There are a number of limitations to our study. There were a small number of patients recruited to this particular study. We have similarly treated further IDEX patients over more recent years and these appear to follow the same trends as the main study. We were unable to obtain annual refraction information as not all children had their refractions undertaken within our hospital department. This curtailed our evaluation of refractive change to nine patients. However, there were normally distributed data and the mean change over time appeared consistent with the literature (Figure 1).

Figure 1
figure 1

Mean change in refractive error. The mean plus upper and lower limits of refractive errors are shown for initial and final baseline refractions.

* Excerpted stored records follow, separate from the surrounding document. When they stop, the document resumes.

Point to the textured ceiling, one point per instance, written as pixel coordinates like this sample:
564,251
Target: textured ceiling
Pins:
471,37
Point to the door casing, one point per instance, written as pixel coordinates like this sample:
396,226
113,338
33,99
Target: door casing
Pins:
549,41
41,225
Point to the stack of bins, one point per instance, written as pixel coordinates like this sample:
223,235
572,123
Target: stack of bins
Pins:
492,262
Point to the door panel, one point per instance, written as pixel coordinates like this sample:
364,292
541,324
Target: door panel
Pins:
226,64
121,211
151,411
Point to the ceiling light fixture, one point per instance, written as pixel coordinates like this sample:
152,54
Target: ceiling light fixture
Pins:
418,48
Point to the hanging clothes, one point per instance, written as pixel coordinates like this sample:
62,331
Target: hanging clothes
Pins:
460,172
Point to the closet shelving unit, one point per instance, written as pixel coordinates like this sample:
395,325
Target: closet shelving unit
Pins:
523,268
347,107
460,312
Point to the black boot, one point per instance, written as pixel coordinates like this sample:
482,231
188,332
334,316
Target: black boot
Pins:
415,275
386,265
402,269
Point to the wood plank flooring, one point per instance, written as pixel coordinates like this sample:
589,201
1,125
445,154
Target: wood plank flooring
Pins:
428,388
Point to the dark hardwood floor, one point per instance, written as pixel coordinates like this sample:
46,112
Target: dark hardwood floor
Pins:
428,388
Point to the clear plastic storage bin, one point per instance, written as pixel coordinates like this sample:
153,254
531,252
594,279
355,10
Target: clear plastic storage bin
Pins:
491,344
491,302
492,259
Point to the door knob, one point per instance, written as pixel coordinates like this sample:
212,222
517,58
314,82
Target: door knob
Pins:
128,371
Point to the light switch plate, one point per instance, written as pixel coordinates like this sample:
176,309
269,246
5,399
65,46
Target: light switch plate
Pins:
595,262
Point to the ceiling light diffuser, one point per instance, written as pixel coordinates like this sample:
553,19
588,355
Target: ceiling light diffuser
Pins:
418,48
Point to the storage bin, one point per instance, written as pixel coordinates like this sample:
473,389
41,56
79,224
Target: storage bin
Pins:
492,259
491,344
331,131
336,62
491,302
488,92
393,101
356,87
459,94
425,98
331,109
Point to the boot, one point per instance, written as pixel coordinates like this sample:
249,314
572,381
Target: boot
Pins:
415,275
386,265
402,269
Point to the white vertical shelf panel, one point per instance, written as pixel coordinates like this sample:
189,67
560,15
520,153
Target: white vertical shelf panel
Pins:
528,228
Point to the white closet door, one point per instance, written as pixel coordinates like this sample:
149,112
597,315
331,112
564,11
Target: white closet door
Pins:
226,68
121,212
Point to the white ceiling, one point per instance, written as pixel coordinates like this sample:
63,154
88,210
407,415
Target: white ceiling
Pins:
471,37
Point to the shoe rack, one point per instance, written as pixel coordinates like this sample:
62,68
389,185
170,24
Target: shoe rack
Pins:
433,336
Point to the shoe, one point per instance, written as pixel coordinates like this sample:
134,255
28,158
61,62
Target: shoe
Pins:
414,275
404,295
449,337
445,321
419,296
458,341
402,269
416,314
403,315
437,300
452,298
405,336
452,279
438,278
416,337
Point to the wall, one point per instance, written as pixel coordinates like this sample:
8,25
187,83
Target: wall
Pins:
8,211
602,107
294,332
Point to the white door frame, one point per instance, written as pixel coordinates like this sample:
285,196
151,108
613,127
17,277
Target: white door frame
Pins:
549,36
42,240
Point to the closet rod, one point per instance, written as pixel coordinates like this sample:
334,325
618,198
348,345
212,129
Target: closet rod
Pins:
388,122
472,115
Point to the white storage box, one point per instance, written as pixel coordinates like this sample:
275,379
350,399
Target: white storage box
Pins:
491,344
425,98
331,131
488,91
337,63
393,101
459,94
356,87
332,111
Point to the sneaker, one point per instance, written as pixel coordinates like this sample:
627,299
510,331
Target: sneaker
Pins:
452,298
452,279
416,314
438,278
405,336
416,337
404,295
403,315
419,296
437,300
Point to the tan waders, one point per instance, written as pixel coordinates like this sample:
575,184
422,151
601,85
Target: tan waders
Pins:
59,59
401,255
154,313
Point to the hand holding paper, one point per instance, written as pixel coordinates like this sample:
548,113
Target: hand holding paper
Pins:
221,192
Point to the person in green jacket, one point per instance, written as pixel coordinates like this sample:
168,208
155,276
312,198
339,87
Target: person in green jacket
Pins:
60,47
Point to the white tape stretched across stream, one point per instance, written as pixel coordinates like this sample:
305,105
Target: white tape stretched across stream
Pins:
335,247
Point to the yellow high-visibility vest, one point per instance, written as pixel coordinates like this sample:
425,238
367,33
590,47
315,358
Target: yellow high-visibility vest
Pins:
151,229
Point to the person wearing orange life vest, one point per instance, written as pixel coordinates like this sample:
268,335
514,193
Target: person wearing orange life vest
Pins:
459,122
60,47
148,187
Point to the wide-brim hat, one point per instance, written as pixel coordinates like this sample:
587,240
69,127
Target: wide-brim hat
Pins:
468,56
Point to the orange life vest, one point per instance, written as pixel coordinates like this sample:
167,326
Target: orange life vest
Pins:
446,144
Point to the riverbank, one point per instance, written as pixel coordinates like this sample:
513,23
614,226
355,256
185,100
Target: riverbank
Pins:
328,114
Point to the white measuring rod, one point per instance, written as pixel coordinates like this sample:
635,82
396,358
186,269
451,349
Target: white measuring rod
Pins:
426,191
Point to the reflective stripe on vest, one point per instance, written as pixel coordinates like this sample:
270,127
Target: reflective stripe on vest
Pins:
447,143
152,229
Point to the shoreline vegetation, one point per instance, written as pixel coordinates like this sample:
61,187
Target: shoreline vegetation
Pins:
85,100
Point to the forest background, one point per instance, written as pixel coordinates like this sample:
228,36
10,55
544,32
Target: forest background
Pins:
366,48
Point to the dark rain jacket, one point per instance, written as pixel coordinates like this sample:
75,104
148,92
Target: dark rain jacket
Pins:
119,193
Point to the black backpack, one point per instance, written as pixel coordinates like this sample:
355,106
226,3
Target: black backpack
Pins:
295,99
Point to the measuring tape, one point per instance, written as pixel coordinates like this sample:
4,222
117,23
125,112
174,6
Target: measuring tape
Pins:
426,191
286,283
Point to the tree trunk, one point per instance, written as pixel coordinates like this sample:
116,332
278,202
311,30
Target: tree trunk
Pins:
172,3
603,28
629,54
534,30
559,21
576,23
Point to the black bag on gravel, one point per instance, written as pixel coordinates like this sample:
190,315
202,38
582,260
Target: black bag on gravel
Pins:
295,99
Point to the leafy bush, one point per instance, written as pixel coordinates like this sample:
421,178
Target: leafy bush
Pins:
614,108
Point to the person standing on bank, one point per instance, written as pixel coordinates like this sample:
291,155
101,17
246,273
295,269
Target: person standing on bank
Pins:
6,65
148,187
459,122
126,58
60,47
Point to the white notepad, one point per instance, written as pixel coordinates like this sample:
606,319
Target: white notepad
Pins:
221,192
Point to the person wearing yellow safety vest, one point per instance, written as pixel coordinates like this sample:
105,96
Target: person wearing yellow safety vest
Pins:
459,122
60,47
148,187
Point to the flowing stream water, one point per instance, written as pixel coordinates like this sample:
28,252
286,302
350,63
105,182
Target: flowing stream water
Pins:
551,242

This has been a clinical study involving patients from the age of 1-year-old. Therefore, there have been limitations of patient responses during testing related to cooperation. Although we have had good compliance with spectacle wear, we acknowledge that this can be problematic with some children and this must be considered in wider clinical practice. However, we still believe that it is worth promoting a trial of overcorrecting minus lenses to determine their effect on the strabismic angle.